Under the juniper tree

 A couple days have passed, my body is still hurt from therapy, the victory got deluted into the issues of daily life chores, and here I am, sitting still, waiting for the still small voice to come and get me on May 15th.

I've been feeling good for the past few days, at peace, going to guitar lessons, attending clients, getting the bull by the horns regarding the phd, but still, I was feeling empty. I am going to live out of my parent's house soon, I have good working prospects, a receeding illnes, a loving wife and an small but kindhearted group of friends alongside a choir where I feel like I belong. The why am I feeling down all of sudden?

I think it's due to expectations and reality not being enough; not having enough stability, potential clients who bother me and make me work to later flee away when the budget fee comes in, an illness that is still giving me some war, a life I didn't chose fully. I feel lost, surrounded by a world I do not belong to, worried about meaning and beauty while content, and specially music are becoming AI-generated slope at a flabbergasting rate to increase profit, where people do not want to belong nor to have roots. 

Still, this entry won't be me complaining and playing the victim (entirely).

This situation, to feel down after a great feat such as finally figuring out most if not all the issues my body had and getting a potential date for full healing, this great victory, made me understand Elijah's suicidal cry even more.

Until now I've been working and struggling against SEO, an unchosen career path, illness, getting to jump into the void unknowing about the spanish legal system in practice without anyone to really support me until I get confident enough, etc, and after finally this pivotal event happened, I felt the strain and tiredness I have been accumulating during all these years. I know this is how life is, that no one is going to give me anything if I do not join a political party, bow to someone or join the freemasonry, and still, it's hard, it's mostly unfair, and specially when it comes to the law firm, it feels like playing a casino; each month I depend on the algorithm to show me to people, to clients to magically come and trust me, and that, for now, doesn't happen as often as I'd like. I am prepared, I am way above the average when it comes to capabily and raw knowledge, and still it doesn't matter, and it feels humiliating.

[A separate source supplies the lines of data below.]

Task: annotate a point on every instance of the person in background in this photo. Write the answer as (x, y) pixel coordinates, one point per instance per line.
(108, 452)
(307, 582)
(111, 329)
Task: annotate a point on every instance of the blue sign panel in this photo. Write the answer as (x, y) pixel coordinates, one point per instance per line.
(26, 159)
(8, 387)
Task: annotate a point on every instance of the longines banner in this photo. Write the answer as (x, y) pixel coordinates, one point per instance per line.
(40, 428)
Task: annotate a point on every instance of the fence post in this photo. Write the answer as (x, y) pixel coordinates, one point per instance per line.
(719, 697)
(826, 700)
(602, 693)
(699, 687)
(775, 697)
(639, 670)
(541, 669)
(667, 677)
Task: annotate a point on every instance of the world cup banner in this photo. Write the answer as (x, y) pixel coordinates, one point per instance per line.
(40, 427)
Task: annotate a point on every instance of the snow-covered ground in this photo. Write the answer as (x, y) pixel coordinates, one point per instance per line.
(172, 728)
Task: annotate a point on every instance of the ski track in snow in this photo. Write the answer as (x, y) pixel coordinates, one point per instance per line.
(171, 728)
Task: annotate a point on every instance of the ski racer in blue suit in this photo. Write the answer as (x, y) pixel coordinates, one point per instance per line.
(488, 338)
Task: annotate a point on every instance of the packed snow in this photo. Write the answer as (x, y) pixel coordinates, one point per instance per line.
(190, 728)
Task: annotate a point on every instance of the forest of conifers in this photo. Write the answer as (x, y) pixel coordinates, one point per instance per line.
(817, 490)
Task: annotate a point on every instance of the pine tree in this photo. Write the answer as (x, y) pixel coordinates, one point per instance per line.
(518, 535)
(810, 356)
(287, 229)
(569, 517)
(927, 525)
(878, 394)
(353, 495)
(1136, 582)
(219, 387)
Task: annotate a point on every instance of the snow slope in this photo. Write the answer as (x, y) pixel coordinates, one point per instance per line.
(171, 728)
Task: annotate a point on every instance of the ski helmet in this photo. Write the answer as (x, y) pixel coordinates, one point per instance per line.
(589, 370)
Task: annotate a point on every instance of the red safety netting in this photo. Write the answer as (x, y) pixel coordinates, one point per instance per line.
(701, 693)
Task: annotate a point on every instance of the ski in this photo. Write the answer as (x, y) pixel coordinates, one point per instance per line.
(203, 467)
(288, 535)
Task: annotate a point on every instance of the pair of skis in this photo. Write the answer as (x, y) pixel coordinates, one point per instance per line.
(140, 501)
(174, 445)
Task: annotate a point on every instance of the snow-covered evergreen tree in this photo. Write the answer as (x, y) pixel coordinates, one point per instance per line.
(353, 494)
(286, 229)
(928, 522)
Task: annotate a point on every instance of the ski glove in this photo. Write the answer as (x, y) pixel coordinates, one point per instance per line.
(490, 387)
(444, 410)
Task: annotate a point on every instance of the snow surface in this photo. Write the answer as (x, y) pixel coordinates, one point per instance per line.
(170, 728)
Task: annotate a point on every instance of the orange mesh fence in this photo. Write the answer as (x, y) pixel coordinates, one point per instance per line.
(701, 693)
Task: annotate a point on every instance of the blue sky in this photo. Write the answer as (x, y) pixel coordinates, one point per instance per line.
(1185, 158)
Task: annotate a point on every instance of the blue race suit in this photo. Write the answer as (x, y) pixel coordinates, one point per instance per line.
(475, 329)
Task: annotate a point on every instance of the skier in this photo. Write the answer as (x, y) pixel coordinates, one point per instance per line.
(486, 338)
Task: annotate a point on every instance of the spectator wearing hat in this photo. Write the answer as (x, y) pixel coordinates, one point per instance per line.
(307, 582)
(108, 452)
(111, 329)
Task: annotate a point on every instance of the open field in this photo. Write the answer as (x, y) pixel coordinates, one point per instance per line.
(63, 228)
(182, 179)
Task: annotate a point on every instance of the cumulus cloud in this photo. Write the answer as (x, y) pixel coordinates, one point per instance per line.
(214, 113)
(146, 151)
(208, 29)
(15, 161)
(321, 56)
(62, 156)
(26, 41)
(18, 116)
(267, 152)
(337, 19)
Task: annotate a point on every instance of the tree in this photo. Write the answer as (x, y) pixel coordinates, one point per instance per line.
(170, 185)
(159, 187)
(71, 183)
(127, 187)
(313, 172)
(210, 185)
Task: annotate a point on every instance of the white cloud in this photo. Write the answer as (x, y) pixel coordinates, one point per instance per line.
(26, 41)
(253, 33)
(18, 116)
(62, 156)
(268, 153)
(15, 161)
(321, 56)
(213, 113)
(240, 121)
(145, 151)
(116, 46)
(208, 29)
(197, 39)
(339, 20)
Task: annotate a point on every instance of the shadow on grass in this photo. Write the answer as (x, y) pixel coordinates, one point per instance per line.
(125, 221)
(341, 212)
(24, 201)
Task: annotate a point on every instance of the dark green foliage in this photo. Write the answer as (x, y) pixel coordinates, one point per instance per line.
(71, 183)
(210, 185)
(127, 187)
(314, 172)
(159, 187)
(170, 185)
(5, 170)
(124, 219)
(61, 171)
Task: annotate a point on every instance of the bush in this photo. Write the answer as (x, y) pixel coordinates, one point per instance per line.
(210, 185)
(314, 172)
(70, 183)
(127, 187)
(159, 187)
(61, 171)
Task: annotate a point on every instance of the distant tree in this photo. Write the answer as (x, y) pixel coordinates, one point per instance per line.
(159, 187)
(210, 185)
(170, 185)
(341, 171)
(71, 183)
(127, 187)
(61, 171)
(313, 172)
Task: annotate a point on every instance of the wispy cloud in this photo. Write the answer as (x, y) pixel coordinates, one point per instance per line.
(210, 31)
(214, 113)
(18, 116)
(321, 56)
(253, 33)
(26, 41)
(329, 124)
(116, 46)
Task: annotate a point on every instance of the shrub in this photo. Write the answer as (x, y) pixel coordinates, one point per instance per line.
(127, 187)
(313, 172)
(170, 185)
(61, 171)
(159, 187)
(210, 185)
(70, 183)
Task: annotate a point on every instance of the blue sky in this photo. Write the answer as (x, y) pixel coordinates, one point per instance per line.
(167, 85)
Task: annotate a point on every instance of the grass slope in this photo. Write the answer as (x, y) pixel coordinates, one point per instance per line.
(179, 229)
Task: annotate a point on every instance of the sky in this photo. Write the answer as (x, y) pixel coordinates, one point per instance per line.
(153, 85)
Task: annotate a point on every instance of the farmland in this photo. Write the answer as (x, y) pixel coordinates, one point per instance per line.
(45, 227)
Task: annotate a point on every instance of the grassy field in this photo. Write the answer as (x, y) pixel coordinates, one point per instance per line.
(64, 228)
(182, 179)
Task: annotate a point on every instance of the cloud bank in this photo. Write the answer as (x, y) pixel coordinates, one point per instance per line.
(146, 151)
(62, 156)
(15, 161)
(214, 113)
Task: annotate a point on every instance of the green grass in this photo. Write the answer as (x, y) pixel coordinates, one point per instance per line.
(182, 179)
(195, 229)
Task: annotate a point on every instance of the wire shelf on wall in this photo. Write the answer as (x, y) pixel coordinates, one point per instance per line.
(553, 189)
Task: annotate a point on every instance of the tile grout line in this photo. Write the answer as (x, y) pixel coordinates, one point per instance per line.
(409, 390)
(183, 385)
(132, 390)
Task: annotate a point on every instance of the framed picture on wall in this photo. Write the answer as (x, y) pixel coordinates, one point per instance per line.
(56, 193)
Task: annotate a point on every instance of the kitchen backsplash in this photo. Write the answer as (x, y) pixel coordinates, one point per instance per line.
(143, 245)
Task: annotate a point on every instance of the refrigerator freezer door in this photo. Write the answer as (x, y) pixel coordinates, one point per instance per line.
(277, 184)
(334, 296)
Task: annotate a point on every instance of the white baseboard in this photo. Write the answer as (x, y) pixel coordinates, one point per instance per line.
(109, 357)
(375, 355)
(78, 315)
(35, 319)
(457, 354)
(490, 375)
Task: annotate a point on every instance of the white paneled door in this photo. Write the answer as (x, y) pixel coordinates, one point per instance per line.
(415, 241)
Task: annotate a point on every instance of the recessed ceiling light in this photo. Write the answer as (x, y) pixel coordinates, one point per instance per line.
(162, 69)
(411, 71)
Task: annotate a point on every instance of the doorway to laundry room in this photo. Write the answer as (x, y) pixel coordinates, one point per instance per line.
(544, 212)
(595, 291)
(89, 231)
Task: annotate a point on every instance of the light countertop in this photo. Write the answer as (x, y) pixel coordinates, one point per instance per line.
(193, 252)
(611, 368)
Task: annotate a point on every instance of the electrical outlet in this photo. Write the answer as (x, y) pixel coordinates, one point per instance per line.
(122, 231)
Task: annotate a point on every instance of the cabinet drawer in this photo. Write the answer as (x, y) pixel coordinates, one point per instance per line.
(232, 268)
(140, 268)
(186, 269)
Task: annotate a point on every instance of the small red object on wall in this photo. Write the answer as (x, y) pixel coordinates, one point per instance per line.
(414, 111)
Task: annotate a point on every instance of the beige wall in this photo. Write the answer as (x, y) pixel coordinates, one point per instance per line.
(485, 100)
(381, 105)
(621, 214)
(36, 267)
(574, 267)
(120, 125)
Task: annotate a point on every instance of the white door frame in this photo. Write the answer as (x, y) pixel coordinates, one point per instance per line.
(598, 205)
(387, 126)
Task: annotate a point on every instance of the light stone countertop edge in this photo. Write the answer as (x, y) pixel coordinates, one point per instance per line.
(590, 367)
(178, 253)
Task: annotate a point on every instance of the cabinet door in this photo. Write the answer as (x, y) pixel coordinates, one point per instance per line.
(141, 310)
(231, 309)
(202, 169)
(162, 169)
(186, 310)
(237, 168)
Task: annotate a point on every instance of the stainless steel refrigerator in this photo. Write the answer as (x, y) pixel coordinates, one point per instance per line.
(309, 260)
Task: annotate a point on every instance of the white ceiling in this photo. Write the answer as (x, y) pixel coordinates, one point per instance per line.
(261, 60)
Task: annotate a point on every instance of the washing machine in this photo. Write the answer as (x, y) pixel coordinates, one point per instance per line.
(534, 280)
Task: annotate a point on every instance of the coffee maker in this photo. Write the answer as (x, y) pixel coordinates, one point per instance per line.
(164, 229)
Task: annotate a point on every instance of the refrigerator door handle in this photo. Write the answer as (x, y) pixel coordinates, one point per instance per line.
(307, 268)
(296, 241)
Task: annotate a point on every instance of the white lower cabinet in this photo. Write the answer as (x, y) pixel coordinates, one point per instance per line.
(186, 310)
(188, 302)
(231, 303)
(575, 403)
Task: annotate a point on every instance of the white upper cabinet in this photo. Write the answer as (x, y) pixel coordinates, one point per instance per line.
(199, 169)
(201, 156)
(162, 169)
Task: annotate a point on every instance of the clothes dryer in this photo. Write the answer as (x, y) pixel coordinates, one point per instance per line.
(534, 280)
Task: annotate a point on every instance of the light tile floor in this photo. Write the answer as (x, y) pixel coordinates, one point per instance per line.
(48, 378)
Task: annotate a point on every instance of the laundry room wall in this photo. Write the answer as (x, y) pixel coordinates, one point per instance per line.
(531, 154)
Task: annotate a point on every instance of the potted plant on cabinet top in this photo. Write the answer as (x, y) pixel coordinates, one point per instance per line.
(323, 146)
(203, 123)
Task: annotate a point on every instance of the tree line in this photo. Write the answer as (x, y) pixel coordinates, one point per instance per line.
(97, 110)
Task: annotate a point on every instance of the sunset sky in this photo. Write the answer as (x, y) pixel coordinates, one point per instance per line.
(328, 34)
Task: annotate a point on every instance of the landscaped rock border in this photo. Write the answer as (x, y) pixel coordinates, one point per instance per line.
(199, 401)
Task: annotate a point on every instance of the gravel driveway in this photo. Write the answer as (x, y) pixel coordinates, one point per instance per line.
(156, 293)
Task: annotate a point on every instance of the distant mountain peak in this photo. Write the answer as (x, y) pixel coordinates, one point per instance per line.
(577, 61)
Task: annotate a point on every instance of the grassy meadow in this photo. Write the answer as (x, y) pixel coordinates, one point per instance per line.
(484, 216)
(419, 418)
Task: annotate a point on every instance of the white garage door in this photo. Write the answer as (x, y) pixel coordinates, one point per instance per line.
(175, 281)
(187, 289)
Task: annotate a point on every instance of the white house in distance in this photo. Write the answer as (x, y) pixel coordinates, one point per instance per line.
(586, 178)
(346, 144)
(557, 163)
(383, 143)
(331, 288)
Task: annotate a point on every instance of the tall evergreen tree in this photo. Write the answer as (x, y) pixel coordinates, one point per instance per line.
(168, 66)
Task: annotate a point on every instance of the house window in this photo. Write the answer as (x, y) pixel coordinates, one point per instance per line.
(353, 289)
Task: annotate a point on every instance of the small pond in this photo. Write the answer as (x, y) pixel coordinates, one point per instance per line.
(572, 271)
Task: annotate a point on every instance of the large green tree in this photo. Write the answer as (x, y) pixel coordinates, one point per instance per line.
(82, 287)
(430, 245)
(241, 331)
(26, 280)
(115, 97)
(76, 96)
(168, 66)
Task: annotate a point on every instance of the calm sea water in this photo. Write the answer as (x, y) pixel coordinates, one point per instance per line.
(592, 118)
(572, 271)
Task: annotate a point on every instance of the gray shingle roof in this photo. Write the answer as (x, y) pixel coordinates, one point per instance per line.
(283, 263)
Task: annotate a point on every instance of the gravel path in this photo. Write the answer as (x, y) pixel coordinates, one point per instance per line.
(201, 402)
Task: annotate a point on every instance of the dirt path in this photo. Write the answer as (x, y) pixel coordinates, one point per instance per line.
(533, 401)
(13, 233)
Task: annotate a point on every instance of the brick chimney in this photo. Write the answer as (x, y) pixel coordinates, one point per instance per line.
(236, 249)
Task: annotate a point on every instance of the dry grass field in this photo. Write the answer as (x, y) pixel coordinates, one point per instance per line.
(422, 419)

The ordinary after the extraordinary can also be punishment; an act of grounding, of accepting reality, of joy to be converted into a remembrance as soon as something new arrives and the fear and uncertainty towards future and the remembrance of the old days kicks in.

Still, I won't beg God to kill me. I have to endure. I have to overcome. I have to conquer the yuga.

A couple days ago I went to mass. My priest friend was there, and like a hunter waiting for its pray, I stayed at the church after mass to greet him alone. Our friendship is a kind one, he genuinely worries about me, and I try to be as honest as possible, debating with him with my whole wit and soul onto it.

The church went empty, the lights went almost all out, we sat at the gooden sits that are close to the sagrary. And then I went all out.

With calmness and a full smile I started laughting, as I knew that the things I had to say would anger my friend, and maybe Him too.

I started with the Chuch; on how I hated the new mass, on how our faith has been depleted of depth, mysticism and rituals, on how the parish people were mostly elders, on how I hated the Church as a political proxy for the cayetanos.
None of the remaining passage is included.